As a natural hoarder, I tend to have quite a few beers (and other drinks!) lurking in the back of cupboards, either being saved for a “special occasion” or because I’m just never in quite the right mood for it. It turns out that I’m not alone in this, because Mark Dredge over at Pencil and Spoon came up with the very sensible idea of creating a special occasion just for opening those bottles. He calls this community blog project OpenIt!
My OpenIt!, then, is Islay Ales’ Bruichladdich 2008 Peat Ale, a 7.6%, bottle conditioned beer brewed especially for the Fèis Ìle – Islay’s annual week long whisky and music festival. As I’m a huge Islay whisky fan, Kavey took me to Islay for my birthday a few years ago, which rather handily falls in Fèis Ìle. We returned for a second visit 2 years ago, again during the festival. Being a big beer fan as well, I had to visit the only brewery on the island, and came home with a couple of bottles of this very unique beer.
First, a quick whisky lesson. Whisky is, essentially, distilled beer. They make a beer, only rather than pouring it into casks and bottles, they put it into stills instead. Unlike for beer, the barley used for whisky is traditionally dried and malted over peat fires, which is what leads to the smokiness which is especially evident in Islay whiskies.
Islay Ales have developed a tradition of brewing a Peat Ale for the annual Fèis Ìle using malt that has had the heavy “peating” treatment usually reserved for whisky making, rather than regular beer-making malts. The result is a strong, smoke-filled brew which evokes more mental images of distilleries than of breweries.
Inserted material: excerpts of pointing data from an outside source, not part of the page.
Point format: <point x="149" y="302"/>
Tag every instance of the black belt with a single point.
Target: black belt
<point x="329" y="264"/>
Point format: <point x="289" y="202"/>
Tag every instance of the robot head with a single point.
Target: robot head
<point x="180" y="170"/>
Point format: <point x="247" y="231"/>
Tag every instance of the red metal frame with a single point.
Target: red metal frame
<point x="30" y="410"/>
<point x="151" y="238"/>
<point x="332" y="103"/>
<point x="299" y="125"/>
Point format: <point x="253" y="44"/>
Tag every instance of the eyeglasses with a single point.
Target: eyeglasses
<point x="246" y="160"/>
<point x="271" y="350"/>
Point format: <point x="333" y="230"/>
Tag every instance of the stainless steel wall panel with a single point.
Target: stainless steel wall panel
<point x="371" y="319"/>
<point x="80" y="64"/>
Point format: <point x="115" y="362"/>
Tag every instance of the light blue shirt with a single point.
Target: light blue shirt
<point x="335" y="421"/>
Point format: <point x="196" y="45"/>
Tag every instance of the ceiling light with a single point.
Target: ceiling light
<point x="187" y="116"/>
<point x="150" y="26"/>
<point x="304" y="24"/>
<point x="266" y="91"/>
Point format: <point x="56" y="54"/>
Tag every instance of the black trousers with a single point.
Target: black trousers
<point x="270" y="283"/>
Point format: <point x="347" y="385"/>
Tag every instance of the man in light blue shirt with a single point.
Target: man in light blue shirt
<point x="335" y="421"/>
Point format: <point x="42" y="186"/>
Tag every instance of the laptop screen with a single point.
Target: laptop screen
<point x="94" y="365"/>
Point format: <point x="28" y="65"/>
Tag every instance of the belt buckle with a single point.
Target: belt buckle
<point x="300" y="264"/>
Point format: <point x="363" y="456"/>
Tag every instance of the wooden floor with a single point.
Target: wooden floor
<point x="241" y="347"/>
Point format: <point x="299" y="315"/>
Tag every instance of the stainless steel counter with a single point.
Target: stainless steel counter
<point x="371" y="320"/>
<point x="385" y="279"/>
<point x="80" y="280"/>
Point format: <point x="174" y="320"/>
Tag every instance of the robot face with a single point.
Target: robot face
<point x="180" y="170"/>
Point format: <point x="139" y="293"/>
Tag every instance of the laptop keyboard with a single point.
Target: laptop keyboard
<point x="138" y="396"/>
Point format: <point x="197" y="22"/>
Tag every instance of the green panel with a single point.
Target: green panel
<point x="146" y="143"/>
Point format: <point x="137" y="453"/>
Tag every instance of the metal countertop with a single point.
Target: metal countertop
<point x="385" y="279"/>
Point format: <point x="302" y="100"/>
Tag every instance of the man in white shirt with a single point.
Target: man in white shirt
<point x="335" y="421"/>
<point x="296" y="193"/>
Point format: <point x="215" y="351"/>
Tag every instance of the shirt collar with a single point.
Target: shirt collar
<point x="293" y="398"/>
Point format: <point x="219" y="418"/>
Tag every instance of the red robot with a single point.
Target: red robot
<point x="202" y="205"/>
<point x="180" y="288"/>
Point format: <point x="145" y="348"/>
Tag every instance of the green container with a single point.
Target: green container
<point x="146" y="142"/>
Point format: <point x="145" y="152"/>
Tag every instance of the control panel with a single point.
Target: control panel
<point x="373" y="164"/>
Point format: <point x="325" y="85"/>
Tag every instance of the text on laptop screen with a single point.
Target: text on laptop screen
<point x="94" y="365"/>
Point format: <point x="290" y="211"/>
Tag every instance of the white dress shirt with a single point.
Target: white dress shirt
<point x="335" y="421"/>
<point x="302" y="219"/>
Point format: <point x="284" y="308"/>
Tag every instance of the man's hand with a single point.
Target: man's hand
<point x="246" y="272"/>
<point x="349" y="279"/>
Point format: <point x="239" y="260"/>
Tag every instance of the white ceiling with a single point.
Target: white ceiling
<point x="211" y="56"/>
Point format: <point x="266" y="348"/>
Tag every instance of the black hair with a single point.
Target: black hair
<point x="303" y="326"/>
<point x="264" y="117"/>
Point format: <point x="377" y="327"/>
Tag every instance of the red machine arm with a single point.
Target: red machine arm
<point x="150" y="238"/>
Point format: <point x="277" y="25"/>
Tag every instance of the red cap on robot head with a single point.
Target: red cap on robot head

On opening, it’s quickly overflowing the bottle; it’s a very lively beer – no doubt because it’s 18 months past it’s best before date. It pours a little murky, with the rather appropriate colour of a light Bruichladdich whisky; the head is fine and frothy with plenty of fine bubbles still rising. The smell is overpoweringly smoky, of bonfires but with a definite sweet malt underneath.
In the mouth, it’s got a good firm body to it; the smoke is still pretty intense, lingering past most of the other flavours. The malt is sweet and subtle, and there’s a real citrus lime tang with a dryness that leads into the smoke. It really doesn’t taste like the 7.6% on the bottle. What it does taste like is that you’re sipping a rather interesting beer whilst stood next to the peat fires of a distillery’s malting floor.
It’s a very odd beer, which I didn’t particularly like when I originally tried it – and to be fair, I can still see why. The smoke is overpowering, and it comes dangerously close to tasting like some tyke has put out his cigar in your beer. It’s *almost* delicious, and if they can cut back just a touch on the peat I’d be begging them to brew it all year around. Seems like a reason (if I needed one) to get back to Islay for another festival!